God, I must be getting weaker,
The teeth in my head are getting softer,
The teeth in my head crumble to chalk.
I pull them out of my mouth,
And draw your picture on the sidewalk:
With a bigger dick than I remember,
With kinder eyes than I remember,
If history’s to be forgotten,
No point in sticking to the facts.
God, my nails are like quartz,
Gnawing deep into my weeping skin.
God, my thoughts are like black water,
Licking at a thinning dam.
In a billion years this gut and bones,
The fragile pelvis you briefly made your home,
Will be fuel in a lantern
Lighting the way of a stranger’s progress
On a black shore under rearranged stars,
And that is the only immortality you and I may have.

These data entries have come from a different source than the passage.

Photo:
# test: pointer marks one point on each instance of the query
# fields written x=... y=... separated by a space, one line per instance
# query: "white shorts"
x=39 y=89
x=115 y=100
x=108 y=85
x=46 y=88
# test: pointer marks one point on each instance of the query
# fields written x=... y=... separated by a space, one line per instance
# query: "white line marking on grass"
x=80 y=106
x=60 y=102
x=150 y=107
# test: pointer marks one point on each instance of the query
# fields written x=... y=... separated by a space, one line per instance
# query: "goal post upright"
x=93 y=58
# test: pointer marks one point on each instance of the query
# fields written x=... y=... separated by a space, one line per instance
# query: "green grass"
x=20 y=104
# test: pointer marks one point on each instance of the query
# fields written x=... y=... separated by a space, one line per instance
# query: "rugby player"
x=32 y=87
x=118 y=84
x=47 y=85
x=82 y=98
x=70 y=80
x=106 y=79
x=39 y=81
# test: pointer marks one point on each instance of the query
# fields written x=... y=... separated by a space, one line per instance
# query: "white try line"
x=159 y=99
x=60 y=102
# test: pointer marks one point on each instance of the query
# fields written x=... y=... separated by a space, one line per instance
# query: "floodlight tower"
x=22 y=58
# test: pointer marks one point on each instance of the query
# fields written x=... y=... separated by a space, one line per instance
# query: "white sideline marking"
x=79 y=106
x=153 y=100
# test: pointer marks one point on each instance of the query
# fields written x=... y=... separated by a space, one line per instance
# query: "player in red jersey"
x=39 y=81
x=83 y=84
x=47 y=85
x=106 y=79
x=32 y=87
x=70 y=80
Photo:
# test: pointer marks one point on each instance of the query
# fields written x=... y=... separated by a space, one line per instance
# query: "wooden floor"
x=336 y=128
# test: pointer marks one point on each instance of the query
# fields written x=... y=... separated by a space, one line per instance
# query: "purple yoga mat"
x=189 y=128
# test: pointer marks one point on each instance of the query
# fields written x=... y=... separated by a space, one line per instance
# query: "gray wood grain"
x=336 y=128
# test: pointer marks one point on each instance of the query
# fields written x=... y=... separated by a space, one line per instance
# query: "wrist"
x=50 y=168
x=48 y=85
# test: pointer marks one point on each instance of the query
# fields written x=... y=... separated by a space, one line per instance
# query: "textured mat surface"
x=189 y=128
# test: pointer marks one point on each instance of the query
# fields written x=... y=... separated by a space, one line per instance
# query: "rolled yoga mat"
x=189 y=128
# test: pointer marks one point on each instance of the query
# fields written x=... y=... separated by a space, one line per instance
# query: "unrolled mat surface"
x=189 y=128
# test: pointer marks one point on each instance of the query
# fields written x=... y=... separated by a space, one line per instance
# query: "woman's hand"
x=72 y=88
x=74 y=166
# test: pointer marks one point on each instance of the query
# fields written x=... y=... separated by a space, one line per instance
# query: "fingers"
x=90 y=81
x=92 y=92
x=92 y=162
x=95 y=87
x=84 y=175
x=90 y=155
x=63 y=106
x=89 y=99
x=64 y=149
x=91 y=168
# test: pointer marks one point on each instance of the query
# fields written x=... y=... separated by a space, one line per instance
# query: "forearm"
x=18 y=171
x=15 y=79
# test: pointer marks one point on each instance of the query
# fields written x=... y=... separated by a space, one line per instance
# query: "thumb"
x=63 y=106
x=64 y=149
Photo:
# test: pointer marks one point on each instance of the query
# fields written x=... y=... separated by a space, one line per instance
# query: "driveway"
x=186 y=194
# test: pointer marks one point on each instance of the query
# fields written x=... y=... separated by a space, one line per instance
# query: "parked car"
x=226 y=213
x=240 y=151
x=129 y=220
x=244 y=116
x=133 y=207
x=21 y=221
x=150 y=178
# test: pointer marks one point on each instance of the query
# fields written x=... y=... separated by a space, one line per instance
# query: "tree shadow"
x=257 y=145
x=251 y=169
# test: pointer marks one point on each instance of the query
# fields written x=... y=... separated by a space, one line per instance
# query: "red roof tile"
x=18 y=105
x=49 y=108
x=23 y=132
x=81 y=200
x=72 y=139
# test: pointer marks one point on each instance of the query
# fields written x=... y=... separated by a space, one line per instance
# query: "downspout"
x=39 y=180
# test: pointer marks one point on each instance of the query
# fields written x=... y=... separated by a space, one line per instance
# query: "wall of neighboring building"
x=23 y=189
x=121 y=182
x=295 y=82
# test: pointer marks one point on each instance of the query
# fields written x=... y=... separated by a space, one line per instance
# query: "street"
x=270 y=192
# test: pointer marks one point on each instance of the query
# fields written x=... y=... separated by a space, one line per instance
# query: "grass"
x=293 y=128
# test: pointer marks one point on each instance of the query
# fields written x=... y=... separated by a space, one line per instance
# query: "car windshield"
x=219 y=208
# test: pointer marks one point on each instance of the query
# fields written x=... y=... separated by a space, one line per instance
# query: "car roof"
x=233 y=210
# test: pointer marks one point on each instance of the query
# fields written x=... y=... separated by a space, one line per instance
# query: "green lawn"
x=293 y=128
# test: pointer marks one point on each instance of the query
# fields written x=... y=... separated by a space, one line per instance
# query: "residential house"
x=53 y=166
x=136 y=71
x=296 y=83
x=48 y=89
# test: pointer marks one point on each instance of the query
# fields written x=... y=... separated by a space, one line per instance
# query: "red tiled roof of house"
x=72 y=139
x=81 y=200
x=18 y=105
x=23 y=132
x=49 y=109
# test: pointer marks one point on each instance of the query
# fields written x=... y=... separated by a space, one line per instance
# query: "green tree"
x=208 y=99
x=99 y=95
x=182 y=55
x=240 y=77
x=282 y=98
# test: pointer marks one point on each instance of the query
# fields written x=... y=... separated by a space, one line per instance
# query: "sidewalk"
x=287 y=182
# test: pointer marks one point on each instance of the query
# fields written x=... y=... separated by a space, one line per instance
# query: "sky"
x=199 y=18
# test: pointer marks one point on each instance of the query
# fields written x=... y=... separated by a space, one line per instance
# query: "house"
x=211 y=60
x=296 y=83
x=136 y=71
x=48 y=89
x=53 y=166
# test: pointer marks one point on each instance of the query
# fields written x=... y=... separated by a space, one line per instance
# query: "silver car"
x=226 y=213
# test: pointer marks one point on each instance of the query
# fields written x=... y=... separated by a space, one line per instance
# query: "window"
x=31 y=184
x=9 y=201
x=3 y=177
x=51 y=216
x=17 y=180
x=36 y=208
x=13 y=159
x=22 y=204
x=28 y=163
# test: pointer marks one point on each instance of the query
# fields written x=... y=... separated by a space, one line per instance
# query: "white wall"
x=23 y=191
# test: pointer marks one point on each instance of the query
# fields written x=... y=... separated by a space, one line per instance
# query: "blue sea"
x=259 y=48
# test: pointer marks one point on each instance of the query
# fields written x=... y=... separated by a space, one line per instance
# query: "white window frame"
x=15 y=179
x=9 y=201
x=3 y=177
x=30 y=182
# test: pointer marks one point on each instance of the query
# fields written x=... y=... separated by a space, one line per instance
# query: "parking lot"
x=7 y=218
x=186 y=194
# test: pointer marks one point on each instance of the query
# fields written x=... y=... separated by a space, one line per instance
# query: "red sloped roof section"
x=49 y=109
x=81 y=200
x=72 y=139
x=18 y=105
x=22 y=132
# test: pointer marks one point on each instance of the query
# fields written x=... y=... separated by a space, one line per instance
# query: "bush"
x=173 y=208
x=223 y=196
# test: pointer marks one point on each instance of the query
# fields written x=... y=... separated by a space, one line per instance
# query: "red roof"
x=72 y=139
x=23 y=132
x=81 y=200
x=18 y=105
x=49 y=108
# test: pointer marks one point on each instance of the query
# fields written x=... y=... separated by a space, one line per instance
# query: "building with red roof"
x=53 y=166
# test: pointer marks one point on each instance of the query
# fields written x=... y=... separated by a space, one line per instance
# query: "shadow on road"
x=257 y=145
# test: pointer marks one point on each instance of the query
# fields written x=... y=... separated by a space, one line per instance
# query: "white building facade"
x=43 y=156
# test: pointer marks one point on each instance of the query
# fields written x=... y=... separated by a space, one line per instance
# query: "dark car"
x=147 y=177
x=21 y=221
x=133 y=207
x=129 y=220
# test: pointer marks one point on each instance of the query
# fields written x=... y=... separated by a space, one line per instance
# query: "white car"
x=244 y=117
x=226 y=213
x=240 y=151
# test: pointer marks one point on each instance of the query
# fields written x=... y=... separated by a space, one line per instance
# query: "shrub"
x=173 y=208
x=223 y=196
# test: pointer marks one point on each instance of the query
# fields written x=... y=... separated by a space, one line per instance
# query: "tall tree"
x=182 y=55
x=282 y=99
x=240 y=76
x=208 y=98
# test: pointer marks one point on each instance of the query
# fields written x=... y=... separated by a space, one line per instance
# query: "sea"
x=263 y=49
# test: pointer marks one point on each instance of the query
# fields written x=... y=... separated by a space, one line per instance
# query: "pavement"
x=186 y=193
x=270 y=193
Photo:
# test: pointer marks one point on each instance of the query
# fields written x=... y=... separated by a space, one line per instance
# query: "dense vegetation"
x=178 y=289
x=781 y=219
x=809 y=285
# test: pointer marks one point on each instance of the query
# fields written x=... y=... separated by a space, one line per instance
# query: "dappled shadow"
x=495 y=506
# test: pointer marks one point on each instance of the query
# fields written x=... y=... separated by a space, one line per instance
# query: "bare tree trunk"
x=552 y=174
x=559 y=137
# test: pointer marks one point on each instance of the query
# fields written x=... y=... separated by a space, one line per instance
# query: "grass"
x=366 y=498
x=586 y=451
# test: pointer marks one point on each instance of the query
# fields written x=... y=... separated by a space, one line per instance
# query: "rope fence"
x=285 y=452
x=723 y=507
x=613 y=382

This one’s from a new play of mine. Possibly the last play ever (but I always say that, don’t I? I am always having horrendous break-ups with the theater, only to come back again). A drunk mermaid stumbles out of the water and sings this on the beach of the Dnepr River in Ukraine. The play is set a few months before Euromaidan —> Yanukovych’s toppling —> Annexation of Crimea —-> Civil war in the East.